Obama And The Lie of Environmental Progress

Two weeks back, there was a rousing bit of good news out of the Yale School of Forestry and Environmental Studies. According to work done by 240 independent researchers (analyzed by the folks at Yale), severely damaged ecosystems don't take as long to recover as previously suspected.

The average devastated forest can recover in 42 years, while the average sea-floor environment took about 10. Even better, eco-systems only facing one threat—say an oil spill or the invasion of an invasive species, got back on their feet in under five. Even ecosystems facing multiple threats from multiple angles can bounce back in 56 years.

And this brings me to the saddest bit of environmental news to emerge as of late—Obama's newly revised US fuel standards for 2016.

I know everyone has been cheering these standards. Holy shit, 35.5 miles per gallon, what a freakin' victory.

But here's the thing-there are currently a 100 models of European cars that get more than 35.5 miles-per-gallon.
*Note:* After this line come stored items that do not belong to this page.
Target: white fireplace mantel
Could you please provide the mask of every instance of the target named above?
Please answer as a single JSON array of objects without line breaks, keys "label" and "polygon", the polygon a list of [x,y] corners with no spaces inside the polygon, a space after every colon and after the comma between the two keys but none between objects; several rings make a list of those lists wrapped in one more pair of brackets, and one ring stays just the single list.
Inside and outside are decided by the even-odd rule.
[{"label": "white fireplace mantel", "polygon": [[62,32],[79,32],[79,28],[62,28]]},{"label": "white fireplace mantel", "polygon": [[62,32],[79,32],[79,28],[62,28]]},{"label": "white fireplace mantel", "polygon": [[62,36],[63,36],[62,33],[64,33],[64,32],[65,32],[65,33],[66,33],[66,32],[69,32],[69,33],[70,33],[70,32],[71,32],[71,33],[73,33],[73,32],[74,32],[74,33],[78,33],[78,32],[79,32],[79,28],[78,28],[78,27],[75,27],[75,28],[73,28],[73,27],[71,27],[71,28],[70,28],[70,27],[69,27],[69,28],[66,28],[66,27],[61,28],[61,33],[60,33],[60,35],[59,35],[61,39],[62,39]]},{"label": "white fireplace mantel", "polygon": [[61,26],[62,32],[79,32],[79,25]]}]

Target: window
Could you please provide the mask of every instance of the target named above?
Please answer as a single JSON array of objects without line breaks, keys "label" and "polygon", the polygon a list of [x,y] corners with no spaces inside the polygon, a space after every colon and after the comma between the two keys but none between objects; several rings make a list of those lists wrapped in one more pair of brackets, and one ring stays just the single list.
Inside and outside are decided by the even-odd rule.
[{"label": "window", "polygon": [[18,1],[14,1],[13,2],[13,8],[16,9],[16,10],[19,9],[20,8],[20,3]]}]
In fact, here in the gas-guzzling USA, Ford's Hybrid, Mercury's Milan Hybrid, Toyota's Prius, Honda's Insight, and the Mercedes Smart Fortwo all meet these requirements and all are available today.

Why is this bad news? This is bad news because shouldn't we be setting our sights a little higher. If there are over 100 automobiles available that already meet the targets we've set for five years from now—are these actually targets?

35 mpg is misdirection. It's a fancy gown worn by an ugly pig.

Let me give you another example. Last week, DARPA, the pie-in-the sky research arm of the DoD, released it's Strategic Plan 2009. This was a 57-page list of all the places DARPA is putting its energy. Now DARPA does not function like most US agencies. Instead of setting small goals (like say 35 mpg) it sets huge goals because the agency realizes there's advancement in failure.

Take Project Vulture. Vulture is DARPA's dream of a plane that can stay aloft for five years. They've dreamed up the project to solve surveillance needs, but it's the spin-off technologies that have people most excited.

That's because 5 years is a very long time to keep a plane aloft. To make it happen they're building a solar plane out of incredibly durable materials. This will occur by a number of means-the first is that it will require adopting a satellite (most satellites stay aloft for 5 years) paradigm and applying it to airplane technology. So we'll get super durable planes. We'll also get radical advances in solar materials (they will have to get much lighter for them to work in a plane) and far better energy storage materials.

These are no small measures. That energy storage will most likely be accomplished by sodium-lithium batteries capable of doubling the storage capacity of anything on the market today.

So what happens if Vulture fails? Well, the military has to find another way to spy on "hostiles" for one. But the rest of us will get better batteries, better solar panels, and more durable planes (and as someone who has spent a lot of my life sitting on a runway because something small broke this alone is worth the price of admission) and all three would go a very long way towards solving current ecological problems.

And now, for the first time, we actually know these problems are solvable. Not in our grandchildren's lifetime, not even in our children's lifetimes, but in our own. We made this mess and what the folks at Yale are saying is we can fix it.

So what happens if we make those standards hard, say 60 mpg, say 100. What about if we also mandate that every car built has to run for 20 years. What if we say that they need to last 20 years, get 100 mpg, and be built out of entirely compostable materials.

Well, we might fail, but as the lessons of Vulture tell us, that failure would get us much farther along than the meaningless win we'll call 35 mpg.